The current focus of development work for high-frequency trading is centred firmly within the regime of machine learning methods. Since these methods have been so successful, it is important to examine the question of the origin of their success relative to the methods of classical inference. Here we will assume that their success is based on utility rather than habit — i.e. These methods have been adopted by high frequency traders because they are methods that work well, not because they are the methods that high frequency traders were familiar with from earlier in their careers

Within the regime of machine learning methods, the support vector methods developed by Vapnik et al. have become very successful. Starting with the goal of producing effective binary classification systems, these methods have been developed into more wide-reaching analytical strategies by the augmentation of the basic concept with several interesting ideas.

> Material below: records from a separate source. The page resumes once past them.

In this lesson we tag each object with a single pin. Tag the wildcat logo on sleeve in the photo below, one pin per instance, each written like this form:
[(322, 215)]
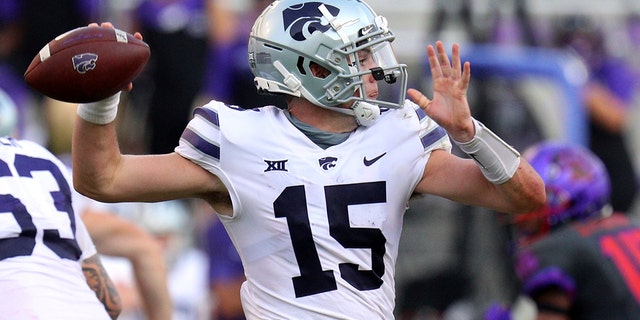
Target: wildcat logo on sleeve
[(327, 163)]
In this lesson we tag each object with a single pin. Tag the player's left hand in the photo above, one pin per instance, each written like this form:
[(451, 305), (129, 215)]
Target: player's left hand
[(449, 107)]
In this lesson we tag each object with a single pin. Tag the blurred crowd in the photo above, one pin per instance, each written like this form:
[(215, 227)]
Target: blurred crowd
[(198, 53)]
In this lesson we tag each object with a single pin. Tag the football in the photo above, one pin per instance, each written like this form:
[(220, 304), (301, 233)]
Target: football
[(87, 64)]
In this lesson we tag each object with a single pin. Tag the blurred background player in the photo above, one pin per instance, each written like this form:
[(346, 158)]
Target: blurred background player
[(49, 266), (226, 273), (609, 99), (171, 225), (577, 258)]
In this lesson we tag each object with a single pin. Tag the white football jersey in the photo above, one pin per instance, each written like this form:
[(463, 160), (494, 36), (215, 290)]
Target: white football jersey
[(317, 230), (42, 239)]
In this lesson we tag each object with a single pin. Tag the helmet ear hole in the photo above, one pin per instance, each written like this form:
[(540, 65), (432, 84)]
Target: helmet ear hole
[(300, 65), (318, 71)]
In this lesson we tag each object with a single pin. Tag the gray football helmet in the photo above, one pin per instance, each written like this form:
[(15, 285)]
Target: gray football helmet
[(291, 35)]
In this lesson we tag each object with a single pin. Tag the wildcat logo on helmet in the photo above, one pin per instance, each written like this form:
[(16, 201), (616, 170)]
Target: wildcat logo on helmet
[(84, 62), (302, 20)]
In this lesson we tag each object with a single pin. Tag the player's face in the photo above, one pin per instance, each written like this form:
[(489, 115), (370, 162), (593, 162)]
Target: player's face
[(366, 62)]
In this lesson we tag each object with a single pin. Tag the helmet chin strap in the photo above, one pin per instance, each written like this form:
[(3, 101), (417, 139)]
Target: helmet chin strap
[(364, 112)]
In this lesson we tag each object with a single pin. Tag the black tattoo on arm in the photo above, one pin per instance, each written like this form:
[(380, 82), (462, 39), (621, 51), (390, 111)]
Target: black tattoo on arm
[(100, 282)]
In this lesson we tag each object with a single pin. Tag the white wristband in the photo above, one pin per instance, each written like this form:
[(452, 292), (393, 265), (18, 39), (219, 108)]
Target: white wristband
[(497, 160), (100, 112)]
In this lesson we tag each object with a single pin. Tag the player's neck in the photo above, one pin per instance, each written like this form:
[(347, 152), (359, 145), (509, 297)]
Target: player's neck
[(321, 118)]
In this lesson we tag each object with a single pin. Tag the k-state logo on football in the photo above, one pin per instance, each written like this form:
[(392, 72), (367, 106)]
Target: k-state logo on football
[(84, 62)]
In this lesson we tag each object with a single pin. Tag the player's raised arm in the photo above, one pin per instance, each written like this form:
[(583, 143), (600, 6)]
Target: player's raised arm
[(103, 173), (499, 179)]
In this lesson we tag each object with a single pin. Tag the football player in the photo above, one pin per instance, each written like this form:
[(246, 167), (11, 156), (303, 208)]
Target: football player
[(313, 196), (49, 267), (577, 258)]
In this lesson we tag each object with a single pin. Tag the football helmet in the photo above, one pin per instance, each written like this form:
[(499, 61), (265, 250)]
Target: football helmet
[(576, 182), (290, 36)]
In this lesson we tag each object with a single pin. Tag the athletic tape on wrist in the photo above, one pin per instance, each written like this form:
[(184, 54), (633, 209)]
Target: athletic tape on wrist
[(100, 112), (497, 160)]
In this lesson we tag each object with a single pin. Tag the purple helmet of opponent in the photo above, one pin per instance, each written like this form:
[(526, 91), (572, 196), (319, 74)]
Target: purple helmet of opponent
[(576, 182)]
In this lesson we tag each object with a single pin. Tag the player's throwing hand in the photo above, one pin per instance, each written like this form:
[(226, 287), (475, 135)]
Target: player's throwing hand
[(449, 107)]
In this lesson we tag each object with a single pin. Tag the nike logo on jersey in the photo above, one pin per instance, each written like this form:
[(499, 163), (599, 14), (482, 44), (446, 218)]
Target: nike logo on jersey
[(368, 162)]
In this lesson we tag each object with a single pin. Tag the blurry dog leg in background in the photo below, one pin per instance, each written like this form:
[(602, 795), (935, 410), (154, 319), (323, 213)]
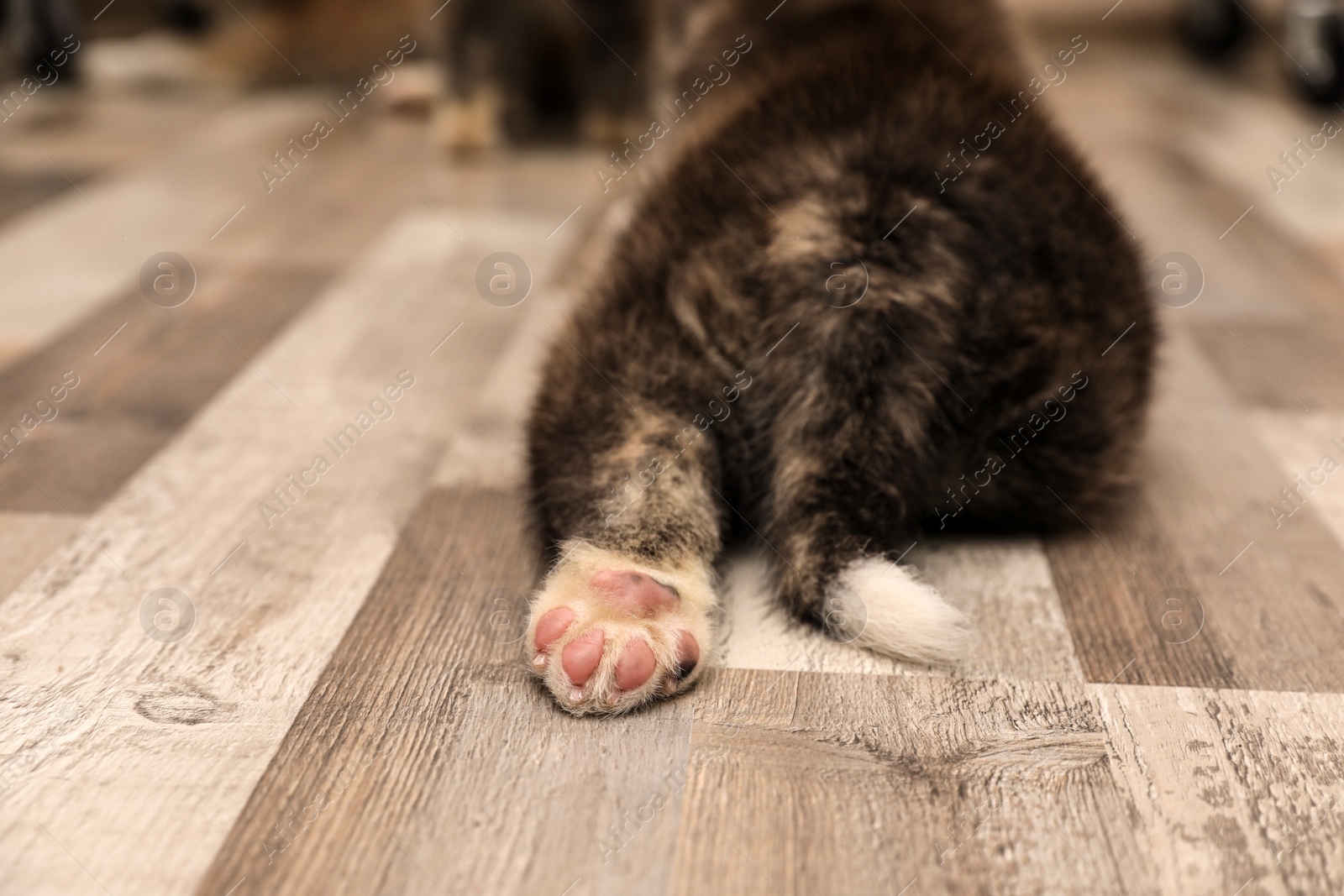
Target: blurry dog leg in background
[(528, 71), (615, 81)]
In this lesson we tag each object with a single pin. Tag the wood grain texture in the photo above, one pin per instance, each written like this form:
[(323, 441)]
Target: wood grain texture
[(1234, 790), (1003, 584), (1277, 367), (26, 540), (174, 736), (1205, 483), (172, 196), (1310, 461), (832, 783), (158, 369), (428, 711)]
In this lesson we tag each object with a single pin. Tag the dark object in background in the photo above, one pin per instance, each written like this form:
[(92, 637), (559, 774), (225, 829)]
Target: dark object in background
[(37, 33), (1214, 29), (1314, 38), (185, 16), (539, 70)]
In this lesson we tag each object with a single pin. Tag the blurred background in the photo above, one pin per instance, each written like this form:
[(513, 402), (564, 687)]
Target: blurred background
[(228, 226)]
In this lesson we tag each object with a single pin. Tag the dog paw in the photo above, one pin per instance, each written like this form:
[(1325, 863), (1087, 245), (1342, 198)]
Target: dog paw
[(609, 633)]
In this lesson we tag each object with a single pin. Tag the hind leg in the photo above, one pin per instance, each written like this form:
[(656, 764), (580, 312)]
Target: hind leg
[(846, 578), (853, 450), (625, 613)]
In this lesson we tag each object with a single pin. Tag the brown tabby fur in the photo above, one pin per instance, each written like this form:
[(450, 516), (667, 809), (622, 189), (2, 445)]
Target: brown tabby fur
[(672, 417)]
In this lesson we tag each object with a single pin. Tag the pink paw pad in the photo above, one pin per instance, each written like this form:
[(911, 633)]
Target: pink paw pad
[(638, 595), (635, 593)]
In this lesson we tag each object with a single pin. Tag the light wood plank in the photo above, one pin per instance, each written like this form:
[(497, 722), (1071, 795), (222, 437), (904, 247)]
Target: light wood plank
[(26, 540), (174, 736), (828, 783), (1198, 523), (1234, 790), (174, 199)]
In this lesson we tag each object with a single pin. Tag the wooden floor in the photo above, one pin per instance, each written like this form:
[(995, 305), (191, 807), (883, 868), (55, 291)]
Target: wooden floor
[(1155, 705)]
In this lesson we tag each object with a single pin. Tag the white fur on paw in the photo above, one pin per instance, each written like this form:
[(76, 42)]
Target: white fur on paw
[(602, 620), (882, 606)]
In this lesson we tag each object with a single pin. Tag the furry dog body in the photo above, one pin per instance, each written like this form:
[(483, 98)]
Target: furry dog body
[(837, 318)]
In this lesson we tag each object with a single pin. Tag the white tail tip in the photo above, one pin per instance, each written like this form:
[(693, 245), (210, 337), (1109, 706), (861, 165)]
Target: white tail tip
[(884, 607)]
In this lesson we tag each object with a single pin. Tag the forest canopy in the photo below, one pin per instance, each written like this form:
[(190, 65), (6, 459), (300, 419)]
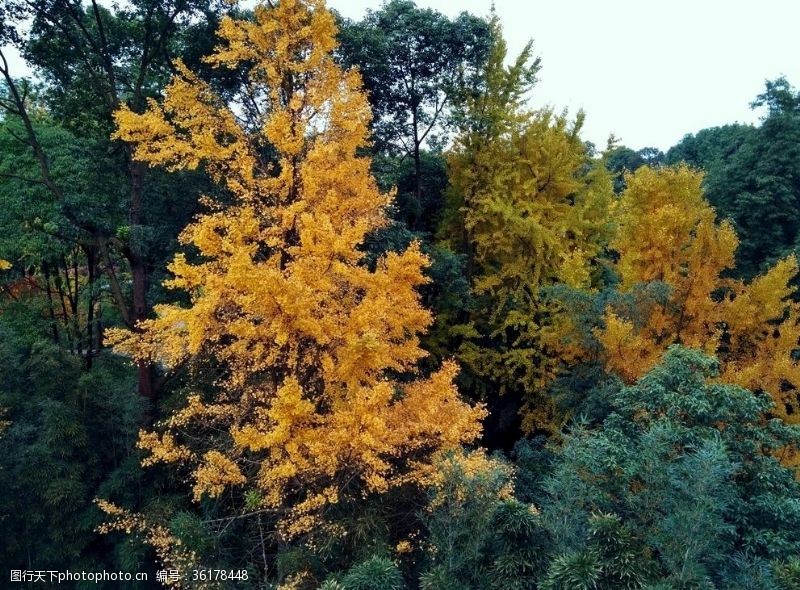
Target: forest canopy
[(290, 300)]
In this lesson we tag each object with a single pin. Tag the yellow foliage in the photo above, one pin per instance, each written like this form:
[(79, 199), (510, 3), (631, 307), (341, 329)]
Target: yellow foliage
[(667, 232), (307, 334), (169, 550)]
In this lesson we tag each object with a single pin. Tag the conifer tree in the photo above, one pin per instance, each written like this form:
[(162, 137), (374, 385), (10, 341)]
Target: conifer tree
[(319, 402)]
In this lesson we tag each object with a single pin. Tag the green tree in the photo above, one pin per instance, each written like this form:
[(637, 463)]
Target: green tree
[(415, 63), (687, 467)]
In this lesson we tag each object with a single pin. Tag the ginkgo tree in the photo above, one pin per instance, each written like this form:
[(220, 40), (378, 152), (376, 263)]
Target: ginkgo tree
[(667, 232), (528, 207), (319, 402)]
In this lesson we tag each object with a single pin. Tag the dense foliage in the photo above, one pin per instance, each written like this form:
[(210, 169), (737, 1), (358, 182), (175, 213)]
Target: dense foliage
[(326, 302)]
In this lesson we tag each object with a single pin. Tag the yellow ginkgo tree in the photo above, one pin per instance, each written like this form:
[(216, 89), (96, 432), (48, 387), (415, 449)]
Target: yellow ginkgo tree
[(318, 402), (667, 232), (528, 206)]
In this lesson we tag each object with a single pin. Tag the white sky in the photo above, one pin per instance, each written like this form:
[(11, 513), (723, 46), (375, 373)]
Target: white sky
[(648, 72)]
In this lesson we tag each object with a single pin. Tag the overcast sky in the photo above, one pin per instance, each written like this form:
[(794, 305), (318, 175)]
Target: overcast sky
[(648, 72)]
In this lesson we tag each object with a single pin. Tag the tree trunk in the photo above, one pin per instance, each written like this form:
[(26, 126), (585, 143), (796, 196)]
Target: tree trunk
[(145, 381)]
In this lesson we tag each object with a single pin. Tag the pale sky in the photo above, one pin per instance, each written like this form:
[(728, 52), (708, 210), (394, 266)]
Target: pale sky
[(648, 72)]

The introduction of a non-linear feature space, and associated dimensional regularization methods, has broken the paradigm of simple linear models often constructed in classically motivated analysis. In addition, ε-insensitive regression, created to bridge the link between the well motivated classification methods and empirically useful regression paradigms, involves some interesting ideas quite distinct from those normally used in classical statistical inference.

In ε-insensitive regression we seek to place little weight on residuals less than a critical threshold and linearly increasing weight on more deviant draws. However, in classical analysis (both in the least-squares family and full maximum likelihood methods) we place the most weight on the core of the distribution of residuals, by simple virtue of their much higher frequencies, and, in the case of least squares and associated methods, quadratically increasing weight on more deviant draws.

In fact, a central concept in the initial development of the support vector family of methods is the representation of prediction formulæ by a function of a pruned subset of the training set data vectors (the so-called support vectors) whereas, in classical analysis, the prediction formulæ are a function of the entire training set of data vectors.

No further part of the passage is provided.